The Alara has all the hallmarks of a well-engineered planar response with a balanced low to midrange performance up to 1k then an expected minor dip and rise from 1-3k. The Alara has two focused peaks at both 4k and 8k with a fairly stable lower presence.
In a way, it reminds me a little of that ‘exciting’ Advanced Alpha upper mids rise but with the Alara it is much less strident with a slightly wetter timbre. Some of that wetness and warmth comes from what seems to be a slight mid-bass elevation around the 100Hz that retains a gentle lift into the lower-mids.
The Alara tuning thus strikes a nicely balanced tuning with that pure planar bass response and a hint of low-end warmth combined with a forward and clear vocal presence as well as an exciting sounding treble signature. You get plenty of crunch and clarity in its timbre but its not harsh and certainly not lacking in a solid bass fundamental.
This is not a wholly neutral tuning, there is enough focus in key areas to position the Alara closer to the musical and punchy side of the spectrum.
It is perhaps a wise move by Brainwavz to keep the timbre relatively clean and natural sounding because the soundstage is more on the intimate side of things. You get decent depth, the clarity to 20hZ is actually very good even if the physicality drops a little in comparison to the 100Hz rise.
However, it is a little on the close side with width also being a little restricted though not in a congested or veiled manner. Rather the pronounced upper mids brings a lot of percussion timbre and higher pitched vocal harmonics front and center.
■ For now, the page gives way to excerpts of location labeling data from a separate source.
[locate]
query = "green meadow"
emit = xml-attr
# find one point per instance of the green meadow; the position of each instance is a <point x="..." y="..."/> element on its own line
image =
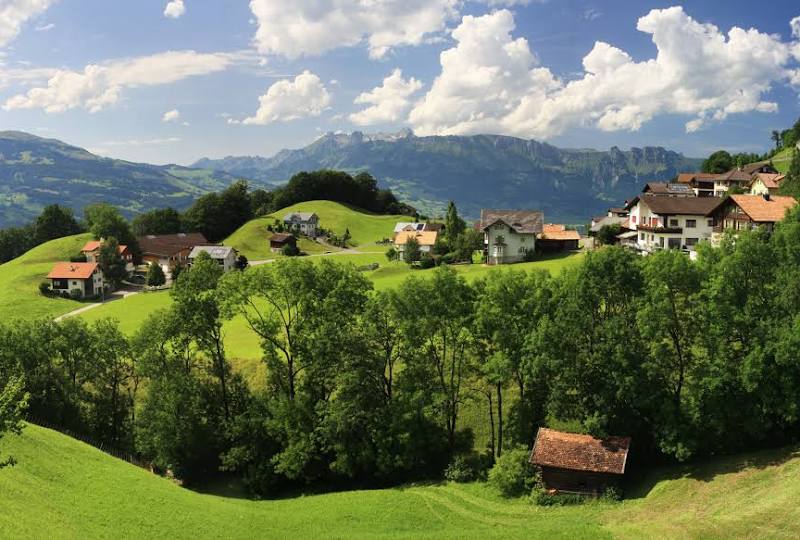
<point x="63" y="488"/>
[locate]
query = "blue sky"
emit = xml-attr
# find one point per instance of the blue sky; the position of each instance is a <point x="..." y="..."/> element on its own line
<point x="200" y="78"/>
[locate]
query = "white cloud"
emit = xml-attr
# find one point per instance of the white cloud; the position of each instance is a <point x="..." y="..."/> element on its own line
<point x="491" y="82"/>
<point x="171" y="116"/>
<point x="387" y="103"/>
<point x="15" y="13"/>
<point x="287" y="100"/>
<point x="100" y="85"/>
<point x="310" y="27"/>
<point x="175" y="9"/>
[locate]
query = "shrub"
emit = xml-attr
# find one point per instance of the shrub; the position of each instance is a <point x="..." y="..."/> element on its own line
<point x="44" y="288"/>
<point x="512" y="474"/>
<point x="426" y="261"/>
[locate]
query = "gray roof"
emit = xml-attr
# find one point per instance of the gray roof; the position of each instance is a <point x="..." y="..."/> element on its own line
<point x="522" y="221"/>
<point x="299" y="216"/>
<point x="216" y="252"/>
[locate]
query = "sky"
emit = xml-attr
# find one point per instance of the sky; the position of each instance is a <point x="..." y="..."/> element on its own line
<point x="164" y="81"/>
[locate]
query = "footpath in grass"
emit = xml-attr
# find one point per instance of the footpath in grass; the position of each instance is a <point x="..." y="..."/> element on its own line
<point x="19" y="295"/>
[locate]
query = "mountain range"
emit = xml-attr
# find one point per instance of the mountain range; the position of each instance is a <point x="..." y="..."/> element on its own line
<point x="475" y="171"/>
<point x="35" y="172"/>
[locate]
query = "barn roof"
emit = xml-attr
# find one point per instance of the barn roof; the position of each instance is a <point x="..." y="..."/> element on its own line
<point x="580" y="452"/>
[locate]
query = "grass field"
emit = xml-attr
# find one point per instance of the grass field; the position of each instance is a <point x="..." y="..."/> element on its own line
<point x="19" y="295"/>
<point x="783" y="159"/>
<point x="252" y="238"/>
<point x="62" y="488"/>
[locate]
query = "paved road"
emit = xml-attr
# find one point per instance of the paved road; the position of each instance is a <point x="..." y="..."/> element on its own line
<point x="116" y="295"/>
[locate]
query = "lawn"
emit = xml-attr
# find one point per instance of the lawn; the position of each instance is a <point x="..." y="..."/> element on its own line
<point x="62" y="488"/>
<point x="252" y="239"/>
<point x="22" y="276"/>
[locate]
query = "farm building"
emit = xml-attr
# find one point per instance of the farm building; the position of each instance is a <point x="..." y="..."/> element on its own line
<point x="575" y="463"/>
<point x="557" y="238"/>
<point x="278" y="241"/>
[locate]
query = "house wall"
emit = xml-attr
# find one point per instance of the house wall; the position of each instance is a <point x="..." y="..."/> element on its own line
<point x="578" y="481"/>
<point x="515" y="244"/>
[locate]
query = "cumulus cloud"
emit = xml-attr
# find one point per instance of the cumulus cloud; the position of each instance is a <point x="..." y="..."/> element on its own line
<point x="309" y="27"/>
<point x="388" y="102"/>
<point x="171" y="116"/>
<point x="175" y="9"/>
<point x="287" y="100"/>
<point x="491" y="82"/>
<point x="15" y="13"/>
<point x="100" y="85"/>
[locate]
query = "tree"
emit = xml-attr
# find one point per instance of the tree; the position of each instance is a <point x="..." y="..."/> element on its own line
<point x="436" y="318"/>
<point x="111" y="263"/>
<point x="454" y="226"/>
<point x="411" y="252"/>
<point x="158" y="221"/>
<point x="155" y="275"/>
<point x="55" y="222"/>
<point x="718" y="163"/>
<point x="13" y="402"/>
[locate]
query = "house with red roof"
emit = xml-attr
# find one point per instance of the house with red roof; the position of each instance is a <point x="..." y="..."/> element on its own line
<point x="575" y="463"/>
<point x="81" y="280"/>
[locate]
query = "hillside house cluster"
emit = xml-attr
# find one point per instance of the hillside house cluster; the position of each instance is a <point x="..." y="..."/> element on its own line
<point x="699" y="207"/>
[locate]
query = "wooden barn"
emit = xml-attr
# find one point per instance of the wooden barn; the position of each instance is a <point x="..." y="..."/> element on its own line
<point x="574" y="463"/>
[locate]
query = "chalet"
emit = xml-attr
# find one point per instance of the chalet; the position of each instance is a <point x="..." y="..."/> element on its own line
<point x="557" y="238"/>
<point x="766" y="183"/>
<point x="224" y="256"/>
<point x="169" y="250"/>
<point x="668" y="189"/>
<point x="509" y="234"/>
<point x="306" y="223"/>
<point x="741" y="212"/>
<point x="702" y="184"/>
<point x="278" y="241"/>
<point x="573" y="463"/>
<point x="671" y="222"/>
<point x="83" y="280"/>
<point x="425" y="239"/>
<point x="92" y="250"/>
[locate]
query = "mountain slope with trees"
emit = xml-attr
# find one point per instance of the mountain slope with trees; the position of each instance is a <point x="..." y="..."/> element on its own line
<point x="476" y="171"/>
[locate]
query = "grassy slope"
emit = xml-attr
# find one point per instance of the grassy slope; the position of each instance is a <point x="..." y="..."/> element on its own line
<point x="63" y="488"/>
<point x="783" y="159"/>
<point x="252" y="238"/>
<point x="21" y="278"/>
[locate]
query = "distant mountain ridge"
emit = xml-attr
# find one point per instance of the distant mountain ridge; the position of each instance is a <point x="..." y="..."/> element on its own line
<point x="35" y="172"/>
<point x="475" y="171"/>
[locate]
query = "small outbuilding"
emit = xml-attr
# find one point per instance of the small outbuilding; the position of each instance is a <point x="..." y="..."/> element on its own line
<point x="574" y="463"/>
<point x="278" y="241"/>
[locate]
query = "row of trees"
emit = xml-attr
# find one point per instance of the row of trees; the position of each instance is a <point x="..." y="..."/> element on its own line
<point x="689" y="358"/>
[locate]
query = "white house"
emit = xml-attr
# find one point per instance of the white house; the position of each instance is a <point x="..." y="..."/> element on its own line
<point x="305" y="222"/>
<point x="672" y="222"/>
<point x="86" y="279"/>
<point x="509" y="234"/>
<point x="224" y="255"/>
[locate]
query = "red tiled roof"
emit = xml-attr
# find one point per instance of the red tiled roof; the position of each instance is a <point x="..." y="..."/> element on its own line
<point x="580" y="452"/>
<point x="72" y="271"/>
<point x="764" y="210"/>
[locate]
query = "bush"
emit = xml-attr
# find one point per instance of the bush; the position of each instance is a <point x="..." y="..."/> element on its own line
<point x="512" y="474"/>
<point x="44" y="288"/>
<point x="426" y="261"/>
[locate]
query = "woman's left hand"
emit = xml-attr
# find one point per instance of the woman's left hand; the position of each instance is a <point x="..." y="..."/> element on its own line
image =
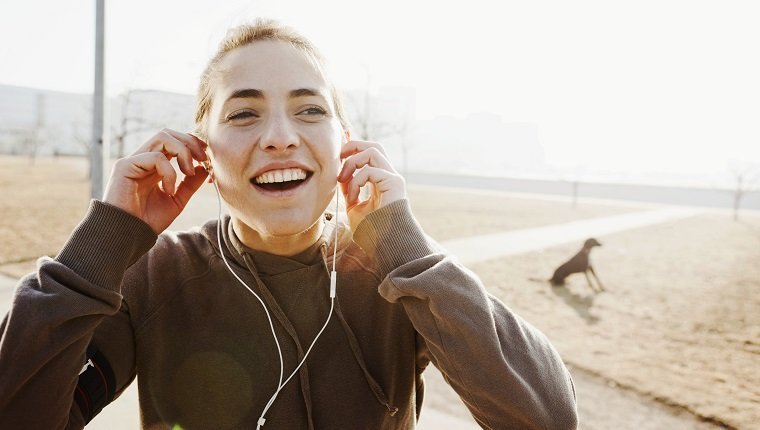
<point x="367" y="164"/>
That forward and strong presence pulls the soundstages forward to back rather than out and wide. Combine that with the clean timbre and good instrumental separation you will hear plenty of detail and some nice and quick imaging within that soundstage.
Height is actually quite ok on the Alara. It reminds me a little of the Ether 2 treble tuning with a decent level of elevation up to 8k to add some sparkle and air but not so spikey to kill the balance. It may not have the extension of the Sundara as it rolls off in performance beyond that but definitely airier than the AEON.
It is not quite the flat linear bass response of the Sundara or the majestic Ether 2. The Alara tuning has a gentle elevation from 50Hz to 150Hz that delivers some warmth into its presentation compared to sub-bass power.
Not that the Alara is rolled-off. Its sub-bass clarity and definition is quite good. Rather it just lacks a little more quantity compared to its mid-bass presence.
Thus, the Alara low-end is more about ‘pace and punch’ than ‘gut-wrenching’ and deep; you will not find D8000 levels of pure sub-bass power here. However, the PRaT is really nice with a solid enough fundamental for guitar work to sound harmonically planted which is my favorite aspect of the Alara alongside the vocal presence.
There is a small perceptible rise from 500hZ up to 1k rather than dead flat. This nuanced rise brings out that lower-mids instrumental and male vocal presence. Male vocals in particular never seem to struggle for space with the Alara.
In truth, the lower mids on the Alara are musical, fun and addictive sounding at times. Lovers of strong rock guitar, especially chugging rhythm chord sequences and bass guitar thumb plucks will enjoy both the presence and harmonic balance on the Alara.
There is enough warmth and forward presence combined with that forward upper mids and treble energy in the Alara’s timbre to create notes that sound firmly planted yet with enough of an edge and fast enough decay to sound clean and very clear.
Just throw on Arch Enemy’s “The Eagle Flies Alone” (2017) to get a clear idea of how solid those guitar chops sound yet never overpower White-Gluz’s stunning death growls. A very energetic performance for me.
Actually, female vocals on the Alara successfully avoid that slightly strident and edgy sound on the Advanced Alpha. The upper mids do have a forward presence but they sound a little smoother and more liquid than the Alpa.
Treble for the most part on the Alara is actually quite balanced with a 5-7k line slightly more neutral in presence than the upper mids and treble.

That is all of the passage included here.